On a local level, Philadelphia is no stranger to this policy debate. In 2018, Mayor Jim Kenney and City Council passed a minimum wage for both city employees and businesses that contract with the city. The measure incrementally raises the minimum wage to $15 per hour for tens of thousands of employees. Importantly, once $15 per hour is reached next July, the law ties subsequent minimum wage increases to the CPI. (Such cost-of-living adjustments are not uncommon. Federal Social Security benefits are a famous example — and will rise significantly in 2022.)

The city also held a referendum in 2019 concerning a $15 minimum that passed with overwhelming support. Unfortunately, Philadelphia, unlike other cities around the country, cannot legally raise the limit for all workers. Such matters fall to Harrisburg.

Debate surrounding minimum wage hikes is often two-pronged: How much, and how quickly? Either question invites arguments over uncertain economic outcomes, especially with respect to employment. Raise wages too much, and employers might have to let workers go.
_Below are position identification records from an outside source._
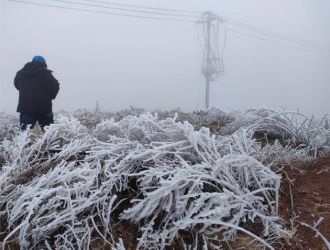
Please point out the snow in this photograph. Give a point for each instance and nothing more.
(176, 175)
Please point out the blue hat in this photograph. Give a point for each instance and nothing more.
(39, 59)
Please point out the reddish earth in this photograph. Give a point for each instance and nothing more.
(310, 189)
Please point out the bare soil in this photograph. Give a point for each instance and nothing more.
(308, 193)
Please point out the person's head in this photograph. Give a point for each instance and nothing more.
(40, 59)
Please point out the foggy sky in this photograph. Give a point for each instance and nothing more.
(124, 61)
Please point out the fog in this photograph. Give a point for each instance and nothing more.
(122, 61)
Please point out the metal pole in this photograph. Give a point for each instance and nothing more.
(207, 96)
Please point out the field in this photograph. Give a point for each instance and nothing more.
(139, 179)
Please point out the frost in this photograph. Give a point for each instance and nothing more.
(92, 171)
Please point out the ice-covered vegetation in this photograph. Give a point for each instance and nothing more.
(93, 176)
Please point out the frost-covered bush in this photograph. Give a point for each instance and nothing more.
(76, 185)
(66, 184)
(291, 128)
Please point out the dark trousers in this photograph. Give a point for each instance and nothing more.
(32, 119)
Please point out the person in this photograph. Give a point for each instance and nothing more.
(37, 88)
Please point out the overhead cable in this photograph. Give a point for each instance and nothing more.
(235, 31)
(115, 8)
(100, 12)
(143, 7)
(270, 33)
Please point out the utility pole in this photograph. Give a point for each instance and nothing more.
(211, 67)
(208, 48)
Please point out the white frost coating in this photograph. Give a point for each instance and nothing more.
(70, 180)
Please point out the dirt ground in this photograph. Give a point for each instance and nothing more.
(309, 196)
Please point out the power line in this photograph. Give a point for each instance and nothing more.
(162, 19)
(276, 42)
(115, 8)
(270, 33)
(100, 12)
(143, 7)
(292, 39)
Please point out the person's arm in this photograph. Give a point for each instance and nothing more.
(16, 81)
(53, 85)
Raise them too quickly, and employers might compensate by hiring fewer workers or hiring workers for fewer hours. It’s a tricky balance.

At present, the United States is experiencing an unusual labor shortage despite elevated unemployment. Amid record job availability (the Northeast region boasts a record 1.8 million open positions, 50% more than just before the pandemic), Americans have been slow to go back to work. The reasons are manifold: stimulus checks from the federal government; increased savings during the pandemic; enhanced unemployment benefits; lingering fears of COVID-19; school closures; inadequate or unattainable child care.

With that shortage in mind, millions of workers nationwide have the upper hand in negotiating pay for the first time in years. In stark contrast to the period following the Great Recession, wages are currently rising fastest for the lowest wage earners. Nationally, 42% of small businesses reported having to raise compensation in September. That’s the highest percentage on record, in data stretching back to the Reagan administration.

But this realignment in the labor market will prove neither permanent nor sufficient in the long run. Competition among workers vying for the same jobs will return. Stiffer competition means employers will no longer feel pressure to shell out. If inflation remains elevated, a higher floor for the minimum wage, one tied to inflation, will prove even more necessary. Tellingly, even substantial wage gains in 2021 are not outpacing prices.

In truth, a very small fraction of workers actually earns $7.25 per hour. Yet the minimum wage is the floor against which employers price their pay. Because businesses are already reckoning with increased labor costs, now is precisely the time to raise the floor. Waiting another year (or two or three) would squander a unique opportunity. For many employers, a new minimum, if priced within reason, would but marginally increase the temperature of a pot already at a boil.

An increase to the minimum wage will prove far more important in the long run, when labor market conditions cool. While workers hold the cards today, we should remember this will not be the case forever.

Matthew Jeffrey Vegari is a writer and economics researcher who previously worked for the City of Philadelphia as a policy associate.